Natürlich merkt man den Kalorienschnitt an der Tankstelle, denn dort ist der große Crossover nur noch ein seltener Gast. Der Diesel konsumiert nach Norm asketische 5,4 Liter, und selbst auf Namibias Wüstenpfaden weigerte sich der Bordcomputer, zweistellige Werte anzuzeigen. Allzeit präsent sind andere Vorteile der Abmagerungskur. Dazu gehören das für einen Geländewagen ungewöhnlich niedrige Geräuschniveau, der geschmeidige Federungskomfort und der in fast allen Fahrzuständen bemerkenswerte Zugewinn an Agilität.

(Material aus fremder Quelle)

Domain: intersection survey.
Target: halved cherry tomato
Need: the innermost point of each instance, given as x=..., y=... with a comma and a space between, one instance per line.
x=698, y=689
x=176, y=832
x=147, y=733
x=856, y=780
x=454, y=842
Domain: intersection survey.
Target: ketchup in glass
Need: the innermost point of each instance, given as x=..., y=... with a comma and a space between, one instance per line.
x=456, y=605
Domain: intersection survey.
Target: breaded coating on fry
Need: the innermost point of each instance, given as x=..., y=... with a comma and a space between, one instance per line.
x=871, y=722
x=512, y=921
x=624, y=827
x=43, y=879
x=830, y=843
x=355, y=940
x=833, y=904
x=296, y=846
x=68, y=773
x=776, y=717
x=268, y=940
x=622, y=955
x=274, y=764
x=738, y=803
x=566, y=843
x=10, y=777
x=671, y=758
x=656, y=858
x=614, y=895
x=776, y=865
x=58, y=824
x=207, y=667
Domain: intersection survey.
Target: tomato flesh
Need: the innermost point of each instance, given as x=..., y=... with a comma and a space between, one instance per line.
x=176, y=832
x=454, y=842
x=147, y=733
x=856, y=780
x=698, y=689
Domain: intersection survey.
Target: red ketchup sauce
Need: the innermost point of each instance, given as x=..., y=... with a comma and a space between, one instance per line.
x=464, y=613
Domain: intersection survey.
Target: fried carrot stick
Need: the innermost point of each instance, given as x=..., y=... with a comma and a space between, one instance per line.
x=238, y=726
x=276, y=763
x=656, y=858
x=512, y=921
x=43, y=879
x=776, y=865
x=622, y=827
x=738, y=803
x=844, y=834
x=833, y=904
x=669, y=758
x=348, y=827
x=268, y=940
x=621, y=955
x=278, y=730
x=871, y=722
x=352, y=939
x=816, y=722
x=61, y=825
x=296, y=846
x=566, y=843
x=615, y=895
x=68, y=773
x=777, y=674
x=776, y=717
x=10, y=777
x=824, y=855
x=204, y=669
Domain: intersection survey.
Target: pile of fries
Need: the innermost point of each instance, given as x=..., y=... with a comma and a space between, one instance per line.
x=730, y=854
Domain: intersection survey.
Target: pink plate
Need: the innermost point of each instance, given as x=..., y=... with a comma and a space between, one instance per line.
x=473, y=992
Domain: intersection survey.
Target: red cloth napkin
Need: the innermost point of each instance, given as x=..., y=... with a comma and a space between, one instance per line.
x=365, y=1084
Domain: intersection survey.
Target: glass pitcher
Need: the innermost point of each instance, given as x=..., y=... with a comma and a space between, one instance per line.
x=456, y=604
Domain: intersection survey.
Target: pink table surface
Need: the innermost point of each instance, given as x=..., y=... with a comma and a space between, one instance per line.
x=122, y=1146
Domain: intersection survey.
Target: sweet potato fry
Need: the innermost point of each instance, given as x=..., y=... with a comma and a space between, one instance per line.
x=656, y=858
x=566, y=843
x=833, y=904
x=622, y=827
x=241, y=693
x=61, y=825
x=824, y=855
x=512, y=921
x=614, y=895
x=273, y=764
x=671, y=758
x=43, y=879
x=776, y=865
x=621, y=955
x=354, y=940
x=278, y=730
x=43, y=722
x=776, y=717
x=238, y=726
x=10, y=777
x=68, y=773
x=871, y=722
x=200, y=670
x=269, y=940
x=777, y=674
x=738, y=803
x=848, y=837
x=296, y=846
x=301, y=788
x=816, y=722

Der Q7 ist in der Vorreiterrolle

Das Design des neuen Q7 löst keine Begeisterungsstürme aus. "Erst nach zweieinhalb Jahren hat er angefangen, mir zu gefallen", gesteht ein Bereichsleiter während der letzten Abnahmefahrt. Die war alles andere als eine PR-Aktion. Wir verzeichneten drei Teil-Ausfälle, zwei davon verursacht durch Fahrfehler und einen in Form der Klimaanlage, die bei knapp 40 Grad den Dienst quittierte. Ganz zu schweigen von Detailmängeln wie Poltern hier, Knistern da und Sandeintritt dort.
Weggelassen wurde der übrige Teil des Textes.